Project Alpha

Elah Hale Is Ready For Us To Catch Up

The rising pop star on broken plans and the inspiration behind her debut album.

by Christina Lee

When Elah Hale sings about love, she sings more specifically about longing. Timing may be everything to finding love, though in her debut full-length Room 206, such conventional wisdom seems like an impossible standard. “It’s been five months, I feel nothing / Is this real love, give me something / You left a voicemail, but I changed my number,” she sings in “Posters,” sounding wistful. Ever since her early days of emulating songs from popular teen sitcoms at age nine, Hale has found writing about that tension irresistible.

“I’m trying to learn how to not write about relationships,” she says. “But it’s just so hard.”

By spring 2020, the possibilities for Hale’s music career seemed vast. But when events forced her and the rest of the world to postpone their preconceived plans, Hale found herself once again thinking about perfect timing, as she prepared her sophomore Interscope release. “I think there were so many opportunities that I lost — that everyone lost,” she says. “But I think it gave me a lot more space to advance and excel, in my personal songwriting.”
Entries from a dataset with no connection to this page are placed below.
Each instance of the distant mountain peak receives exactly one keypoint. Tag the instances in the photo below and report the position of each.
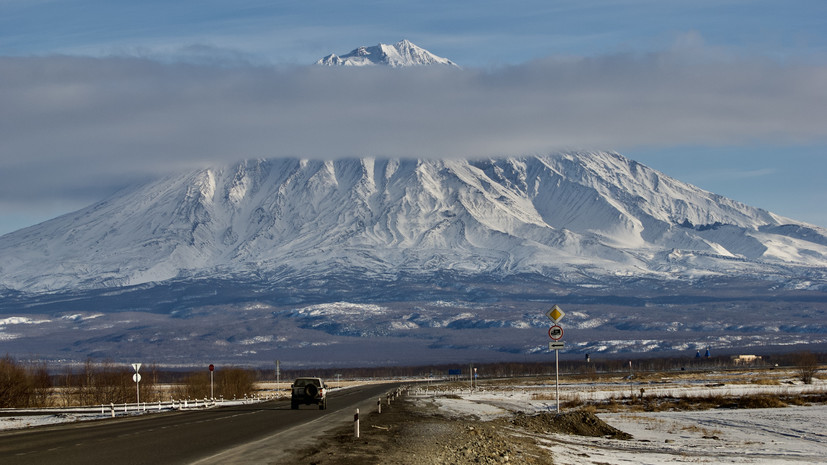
(399, 55)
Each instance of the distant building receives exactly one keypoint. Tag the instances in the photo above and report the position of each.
(745, 359)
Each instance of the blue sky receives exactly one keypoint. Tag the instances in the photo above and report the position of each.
(727, 95)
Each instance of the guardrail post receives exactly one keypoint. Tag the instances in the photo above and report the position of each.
(356, 424)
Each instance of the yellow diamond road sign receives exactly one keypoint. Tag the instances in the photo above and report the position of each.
(555, 314)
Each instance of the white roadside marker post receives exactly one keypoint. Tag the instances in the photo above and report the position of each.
(356, 424)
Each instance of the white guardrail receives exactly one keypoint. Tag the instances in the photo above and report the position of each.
(113, 409)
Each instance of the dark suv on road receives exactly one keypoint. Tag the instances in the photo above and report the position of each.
(308, 391)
Hale had been waiting for a year like 2020 since she was in high school. In 2015, her acoustic ballad “Porsche, Hat, Cloud” received several hundred thousand notes on her online diary. While attending the Willie Mae Rock Camp in Brooklyn, Hale appeared in the music video for pop-punk band Diet Cig’s “Tummy Ache.” We see Hale, her friend Isabella, and other campers get ready for a gig of their own, stopping by a convenience store, making a glitter sign, and spraying silly string on each other. Behind the scenes, Hale asked Diet Cig to check out music she had been working on.
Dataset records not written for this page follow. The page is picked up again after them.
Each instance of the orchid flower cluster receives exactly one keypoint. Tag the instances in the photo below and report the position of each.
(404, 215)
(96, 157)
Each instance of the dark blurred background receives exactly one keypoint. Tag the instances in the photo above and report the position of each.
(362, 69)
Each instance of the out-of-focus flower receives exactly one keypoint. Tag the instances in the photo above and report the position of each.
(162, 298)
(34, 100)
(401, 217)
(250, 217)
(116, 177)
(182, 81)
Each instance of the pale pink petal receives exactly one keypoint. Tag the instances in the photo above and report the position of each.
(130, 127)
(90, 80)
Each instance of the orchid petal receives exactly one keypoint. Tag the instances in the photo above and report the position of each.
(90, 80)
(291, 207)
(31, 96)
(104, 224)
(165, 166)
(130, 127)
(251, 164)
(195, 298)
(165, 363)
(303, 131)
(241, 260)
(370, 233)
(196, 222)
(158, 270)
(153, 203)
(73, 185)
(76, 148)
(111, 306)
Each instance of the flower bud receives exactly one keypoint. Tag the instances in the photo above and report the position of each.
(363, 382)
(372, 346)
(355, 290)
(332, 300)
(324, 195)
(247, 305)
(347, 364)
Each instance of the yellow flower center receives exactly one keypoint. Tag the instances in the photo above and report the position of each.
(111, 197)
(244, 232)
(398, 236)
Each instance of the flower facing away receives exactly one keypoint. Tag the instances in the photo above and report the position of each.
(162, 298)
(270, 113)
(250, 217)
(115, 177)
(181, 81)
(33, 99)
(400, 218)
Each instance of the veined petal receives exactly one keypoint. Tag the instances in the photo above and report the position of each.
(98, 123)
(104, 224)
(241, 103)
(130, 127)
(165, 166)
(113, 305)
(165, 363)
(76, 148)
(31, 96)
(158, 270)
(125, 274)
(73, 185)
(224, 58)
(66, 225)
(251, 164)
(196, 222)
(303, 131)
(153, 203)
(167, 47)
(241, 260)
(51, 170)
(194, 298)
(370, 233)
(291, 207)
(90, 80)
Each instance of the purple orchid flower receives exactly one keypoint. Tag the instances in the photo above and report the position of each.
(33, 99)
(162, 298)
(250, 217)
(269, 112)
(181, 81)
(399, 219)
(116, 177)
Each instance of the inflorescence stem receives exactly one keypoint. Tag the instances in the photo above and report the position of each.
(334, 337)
“I met them, they listened to my music and they were like, it’s really good. And I had this moment of, oh my god, I’m going to go on tour with Diet Cig! I was totally ready for it.” But her band at the time wasn’t: “College is a priority,” they said. In 2017, she enrolled in college to study theater.

“I didn’t think I was going to drop out of college until literally the day I dropped out of college,” Hale says. “I didn’t grow up with money. I didn’t grow up with a support system. So dropping out of college meant moving back in with my mom if I didn’t have any money.”

Two years into her college studies though, Hale found her current management and signed to Interscope. By the time Interscope re-released Room 206 in spring 2020, Hale had already moved to Los Angeles for her career, recorded a few music videos and was eyeing her debut solo tour. Then 2020 “kicked me in the teeth, is what I always say,” Hale says.

For Hale, the past two years have made her feel more in touch with a lot of the emotions she sings about. Sometimes, there was cautious optimism. Other times there was restlessness, like being in a constant holding pattern. She postponed her touring plans. Last spring she released “Foolish,” a slice of retro funk that begins, “I know why it always goes bad / ‘cause I want to try it again.” She wrote an album with one producer, then with a heavy heart, decided to scrap it. She then teamed with another producer for a second go at her sophomore Interscope release.

Hale can’t help but write about broken hearts, still. “I’m definitely still doing that,” she says. “But I think it’s gotten a lot more — nuanced isn’t what I mean, but I’ve just written so many songs and gotten so much better.”

Hale was productive enough that, by the time she was finally able to hit the road last fall, she could show the crowds the artistic growth she’s made now that she’s 22. The timing of everything — in her love songs, in her life — may never seem perfect, though she’s confident that her follow-up to Room 206 will show it was all meant to be.

“It gave me such an empowering moment to write a piece of art that represents all of these things that I’ve been through — this phoenix from the ashes, losing a project and then moving across the country,” Hale says. “I’ve just been through so much since Room 206, and I really get to show all of that in the new project.”